03.20.21
Saturday Selects
Week of March 15, 2021
A weekly Saturday recap to share with you our favorite links, discoveries, exhibitions, and more from the past seven days. This week in design: Things are getting weird a year into the pandemic, with the greatest charcuterie-themed tissue box in existence and a giant painting served toilet-side in a Mexico City bathroom.
Discoveries
Did we ask for a ceramic tissue box formed in the image of a charcuterie spread? No, we didn’t. Do we love that it’s here? Absolutely. Not only has Antipastissue (lol), by Brooklyn-based artist Ellen Pong made us realize that the tissue box is a sorely underrepresented object in the annals of design, but also that, despite typing this at 9:27 AM, we are ready for aperitivo. Thanks, Ellen! For sale through Zoe Fisher Projects.
Considering the popularity of handblown colored glass over the past few years, we’re surprised it took this long to make its way into the jewelry world. This is why we’re so into Nathalie Schreckenberg’s new capsule collection of teardrop necklaces, daintily globby earrings, hairpins, and (our favorite) chunky, bulbous rings, all in an extremely pleasing palette of green, amber, and pink.
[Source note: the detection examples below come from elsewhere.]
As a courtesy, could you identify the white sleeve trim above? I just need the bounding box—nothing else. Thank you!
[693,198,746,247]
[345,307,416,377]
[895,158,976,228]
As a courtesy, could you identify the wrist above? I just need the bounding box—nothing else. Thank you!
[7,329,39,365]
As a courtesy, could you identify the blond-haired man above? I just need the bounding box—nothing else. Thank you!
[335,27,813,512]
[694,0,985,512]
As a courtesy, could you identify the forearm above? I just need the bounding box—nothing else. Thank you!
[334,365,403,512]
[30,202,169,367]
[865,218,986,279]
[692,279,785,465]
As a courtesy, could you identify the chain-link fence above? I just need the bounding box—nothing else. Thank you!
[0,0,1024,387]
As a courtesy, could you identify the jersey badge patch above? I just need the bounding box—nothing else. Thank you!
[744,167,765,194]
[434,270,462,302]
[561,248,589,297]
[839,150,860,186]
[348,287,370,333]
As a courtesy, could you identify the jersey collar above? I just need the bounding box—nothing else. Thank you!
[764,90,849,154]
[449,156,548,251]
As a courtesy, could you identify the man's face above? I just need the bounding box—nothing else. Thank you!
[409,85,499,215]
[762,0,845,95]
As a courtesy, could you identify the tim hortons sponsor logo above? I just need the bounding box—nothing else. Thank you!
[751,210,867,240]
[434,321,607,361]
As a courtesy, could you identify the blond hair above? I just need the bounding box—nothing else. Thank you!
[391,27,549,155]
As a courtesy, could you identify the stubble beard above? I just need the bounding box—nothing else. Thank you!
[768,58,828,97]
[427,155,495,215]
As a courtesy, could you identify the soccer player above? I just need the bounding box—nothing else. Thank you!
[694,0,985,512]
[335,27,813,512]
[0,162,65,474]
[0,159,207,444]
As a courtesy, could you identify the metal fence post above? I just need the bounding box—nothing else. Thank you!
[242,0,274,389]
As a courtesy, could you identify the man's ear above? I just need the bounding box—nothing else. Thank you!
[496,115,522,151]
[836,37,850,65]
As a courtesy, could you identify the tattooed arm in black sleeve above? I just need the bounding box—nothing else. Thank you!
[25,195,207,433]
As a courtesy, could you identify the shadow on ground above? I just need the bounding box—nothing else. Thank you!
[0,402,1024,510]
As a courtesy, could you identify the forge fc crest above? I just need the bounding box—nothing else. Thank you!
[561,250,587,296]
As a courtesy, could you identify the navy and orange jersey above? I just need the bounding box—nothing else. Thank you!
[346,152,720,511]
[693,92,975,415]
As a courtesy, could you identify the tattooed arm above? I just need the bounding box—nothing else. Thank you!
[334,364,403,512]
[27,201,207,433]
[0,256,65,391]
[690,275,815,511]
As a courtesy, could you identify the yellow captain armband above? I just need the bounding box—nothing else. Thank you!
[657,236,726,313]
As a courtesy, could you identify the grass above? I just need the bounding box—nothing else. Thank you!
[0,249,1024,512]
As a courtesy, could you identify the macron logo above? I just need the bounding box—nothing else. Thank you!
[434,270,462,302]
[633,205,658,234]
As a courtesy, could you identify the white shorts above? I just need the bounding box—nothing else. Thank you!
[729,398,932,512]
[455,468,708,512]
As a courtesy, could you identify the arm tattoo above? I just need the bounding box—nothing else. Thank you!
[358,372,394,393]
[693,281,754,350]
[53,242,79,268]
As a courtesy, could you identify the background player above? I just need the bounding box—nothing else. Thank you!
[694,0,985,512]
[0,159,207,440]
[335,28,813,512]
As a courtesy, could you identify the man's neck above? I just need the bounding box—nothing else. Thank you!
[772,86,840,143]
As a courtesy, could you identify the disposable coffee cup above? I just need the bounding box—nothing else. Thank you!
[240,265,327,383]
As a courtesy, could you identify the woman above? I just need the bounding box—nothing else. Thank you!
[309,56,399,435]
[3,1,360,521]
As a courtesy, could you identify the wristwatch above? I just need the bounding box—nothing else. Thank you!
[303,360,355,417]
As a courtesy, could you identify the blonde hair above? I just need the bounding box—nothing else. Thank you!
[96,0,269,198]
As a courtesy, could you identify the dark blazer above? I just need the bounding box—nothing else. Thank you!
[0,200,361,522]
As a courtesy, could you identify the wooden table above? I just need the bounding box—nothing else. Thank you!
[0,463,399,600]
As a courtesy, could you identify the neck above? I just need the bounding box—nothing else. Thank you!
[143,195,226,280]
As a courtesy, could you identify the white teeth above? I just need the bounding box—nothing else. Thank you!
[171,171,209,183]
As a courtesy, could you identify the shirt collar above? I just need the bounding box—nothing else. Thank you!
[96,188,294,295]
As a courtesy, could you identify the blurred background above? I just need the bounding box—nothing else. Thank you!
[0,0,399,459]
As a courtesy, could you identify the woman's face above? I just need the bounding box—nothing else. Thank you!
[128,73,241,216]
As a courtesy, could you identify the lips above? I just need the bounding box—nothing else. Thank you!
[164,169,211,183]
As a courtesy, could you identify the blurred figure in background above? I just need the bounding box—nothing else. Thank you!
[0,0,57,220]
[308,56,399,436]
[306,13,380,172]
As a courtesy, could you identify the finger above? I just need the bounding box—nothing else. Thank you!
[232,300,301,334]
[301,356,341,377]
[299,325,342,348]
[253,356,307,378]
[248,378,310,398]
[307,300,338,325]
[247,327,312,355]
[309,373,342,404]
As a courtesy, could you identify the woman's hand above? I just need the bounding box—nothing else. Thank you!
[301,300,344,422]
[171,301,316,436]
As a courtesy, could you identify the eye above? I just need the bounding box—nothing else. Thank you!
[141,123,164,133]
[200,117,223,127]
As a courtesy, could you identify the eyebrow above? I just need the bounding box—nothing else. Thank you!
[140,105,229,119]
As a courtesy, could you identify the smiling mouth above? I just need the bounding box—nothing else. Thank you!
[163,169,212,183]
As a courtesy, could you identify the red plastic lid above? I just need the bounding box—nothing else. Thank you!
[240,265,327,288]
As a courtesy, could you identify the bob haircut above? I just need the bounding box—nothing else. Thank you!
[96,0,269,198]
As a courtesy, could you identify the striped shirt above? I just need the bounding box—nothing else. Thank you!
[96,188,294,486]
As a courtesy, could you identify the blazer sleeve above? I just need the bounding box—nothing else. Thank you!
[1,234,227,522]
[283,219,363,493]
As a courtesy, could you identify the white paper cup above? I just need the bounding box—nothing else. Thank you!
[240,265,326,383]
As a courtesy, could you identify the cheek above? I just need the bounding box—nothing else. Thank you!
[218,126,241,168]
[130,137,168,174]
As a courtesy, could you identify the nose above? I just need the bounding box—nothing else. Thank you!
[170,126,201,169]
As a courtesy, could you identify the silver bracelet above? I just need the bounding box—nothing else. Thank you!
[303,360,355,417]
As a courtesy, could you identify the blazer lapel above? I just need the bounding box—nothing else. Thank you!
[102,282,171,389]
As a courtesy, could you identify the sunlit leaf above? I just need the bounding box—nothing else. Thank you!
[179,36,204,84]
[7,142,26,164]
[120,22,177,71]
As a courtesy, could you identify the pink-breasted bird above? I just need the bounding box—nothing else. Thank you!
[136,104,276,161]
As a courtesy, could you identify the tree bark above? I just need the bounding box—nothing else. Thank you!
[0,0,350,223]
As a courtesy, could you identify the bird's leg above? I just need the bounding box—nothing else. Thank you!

Alongside the jewelry, Schreckenberg has also designed a series of small handblown vases and dishes in a similarly softly crumpled style, which we like equally as much.
Portuguese lighting brand Utu has just come out with a new line called Pyppe — which comes in various iterations of pendants, appliqués, and floor lamps — that, they say, revolves around the contrast between “smooth and rough surfaces” of colored piping and travertine stone.
Will the day come that we ever tire of beautifully rendered objects in natural materials? Probably not. So, obviously, we’re completely enamored with New York-based designer Matthew Fisher’s first collection of sculpted vessels in stone and glass. Fisher, who graduated from Pratt with a BA in the study of Ancient Art and Architecture, describes the collection as “a conscious effort to work in stone, a material that existed long before any form of us… meant to show reverence to the material and cement the work in no one time.” We’re sold.
Brooklyn photographer Matthew William has launched a new online venture for all of you looking to spruce up your walls come Springtime. Under the name ‘The Valley Few,’ Williams is producing limited edition giclee prints of his stunning landscape, architectural, and still life photographs. We are particularly taken with the floral series titled ‘You and Me’ made in collaboration with stylist Hilary Robertson, which you can order on the website now.
Interiors
We’ve spent the last year pinning places on a mental map of where we’d like to travel to once we’re finally allowed, and Portugal has just moved way up the list, more specifically this holiday rental called Casa Um in the Algarve by Atelier Rua. Its minimal design, beachy vibes, and wide-open views literally scream “post-pandemic group trip.”
As longtime fans of interior designer Rafael de Cárdenas, weren’t at all surprised when we found out he was behind womenswear designer Ulla Johnson’s dreamy new showroom in a SoHo loft. There are just so many good details here: the wavy blush sofa, the wooden brise-soleil sliding doors, the gilt mirrored tiled walls, the Angelo Mangiarotti travertine table, and the hand-troweled plaster walls, to name a few.
A standout among the wave of new co-working spaces popping up in recent months is London-based Liberty House, directly adjacent to the hallowed department store of the same name. Designed by SODA Studio, the multi-use space channels the color and personality of the iconic floral textiles you can find next door. “The core influence on the color palette being the Liberty prints,” the designers write, “while the mock-Tudor Liberty London building inspired a retail aesthetic with hand-crafted objects arranged throughout.”
Exhibitions
On now at the Creo gallery in Melbourne is ‘Preliminary Structures,’ an exhibition on “moulding and casting methodologies in contemporary craft.” Curated by Eliza Tiernan and Josephine Briginshaw, the show features work in glass and ceramics by the likes of Damon Moon, David Herbert, James Walsh, Kirsten Perry, Kristin Burgham, Liam Fleming and Somchai Charoen.
Masa Gallery opened a new exhibition in Mexico City this week, featuring interventions by several local artists in a house known as Palmas 1145. When entering it, “it’s not difficult to start imagining its past lives, from daily routines to celebrations and singular moments. One starts to connect little details that transpire from the materials used, and left behind in it,” read the exhibition materials. We can guarantee one thing – its past life most certainly didn’t include Brian Thoreen sculptures or a giant Milena Muzquiz painting in the bathroom but it works. The stone chair is by curator Mario Garcia Torres.
Finally, over at Demisch Danant, you’ll find a social distancing-friendly exhibition up in their Manhattan gallery’s window. Souvenirs, an installation by Editor in chief of AUGUST Journal Dung Ngo, features objects Ngo has collected in his travels over the years: “local crafts, vintage flea market finds, and especially photo books—all things that continue to bring me closer to the far-flung places that I hope we all will be able to visit again soon,” he writes.